Gene therapy was used to stimulate a regrowth of nerve cells in the severed spinal cords of the rats, researchers at the University of California San Diego School of Medicine reported.
In the new experiment, described in the July 15 issue of The Journal of Neuroscience, samples of normal skin cells taken through a biopsy were modified to produce a growth protein, neurotrophin-3, which encourages the survival and growth of nerve cells.
The skin cells were then grafted to the spine at the injured site of the animals.
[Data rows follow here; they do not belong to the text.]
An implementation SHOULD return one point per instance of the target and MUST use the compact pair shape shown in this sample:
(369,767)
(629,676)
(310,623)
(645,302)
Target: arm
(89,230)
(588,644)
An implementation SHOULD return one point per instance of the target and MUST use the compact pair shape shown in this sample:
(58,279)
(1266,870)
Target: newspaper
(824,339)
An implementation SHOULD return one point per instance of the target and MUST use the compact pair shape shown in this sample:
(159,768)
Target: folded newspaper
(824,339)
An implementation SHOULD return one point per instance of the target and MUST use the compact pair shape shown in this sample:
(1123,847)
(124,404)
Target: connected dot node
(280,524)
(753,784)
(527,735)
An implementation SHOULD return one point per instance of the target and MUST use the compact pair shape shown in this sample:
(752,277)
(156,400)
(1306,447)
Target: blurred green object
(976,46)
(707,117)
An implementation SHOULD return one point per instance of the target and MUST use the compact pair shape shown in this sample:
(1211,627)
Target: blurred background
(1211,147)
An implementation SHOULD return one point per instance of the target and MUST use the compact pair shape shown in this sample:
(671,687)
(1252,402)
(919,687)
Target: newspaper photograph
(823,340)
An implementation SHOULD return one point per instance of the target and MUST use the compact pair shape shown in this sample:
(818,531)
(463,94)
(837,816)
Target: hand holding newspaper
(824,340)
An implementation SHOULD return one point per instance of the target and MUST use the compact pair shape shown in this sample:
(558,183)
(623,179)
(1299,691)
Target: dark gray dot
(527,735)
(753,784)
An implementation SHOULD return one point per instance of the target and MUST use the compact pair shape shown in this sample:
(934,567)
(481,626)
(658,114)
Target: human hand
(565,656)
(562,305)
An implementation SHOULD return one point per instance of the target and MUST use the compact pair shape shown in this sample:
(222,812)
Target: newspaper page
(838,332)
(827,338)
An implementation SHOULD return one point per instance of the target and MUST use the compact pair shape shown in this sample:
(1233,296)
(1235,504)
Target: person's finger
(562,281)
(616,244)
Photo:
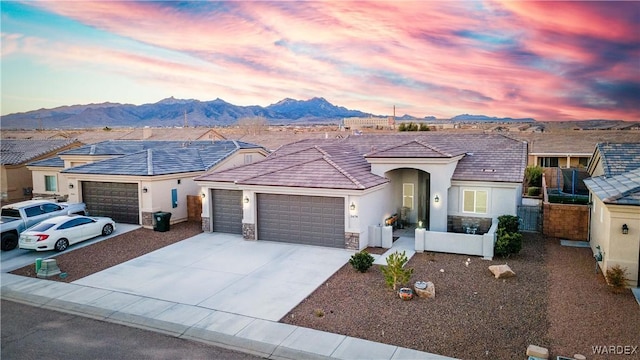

There, the modified cells continuously delivered the growth protein for several months, further enhancing the regeneration of damaged nerve cells.
In a previous study reported last summer, researchers at the Karolinska Institute in Sweden successfully removed a block of healthy nerve cells from lab rats and transplanted them to the injured sites, where they grew nerve connections across the gaps of severed spinal cords.
But that experiment, which also restored some motion and sensation to the paralyzed hind legs of the animals, proved only that regrowth was possible and did not necessarily indicate the best technique, scientists said at the time.
One scientist, Dr. Wise Young, a nerve system researcher at the New York University Medical Center in New York, said the bridge technique used in the Swedish study could probably never be used on humans.
Because of that, the new gene therapy technique could eventually prove more useful if it could be replicated in humans.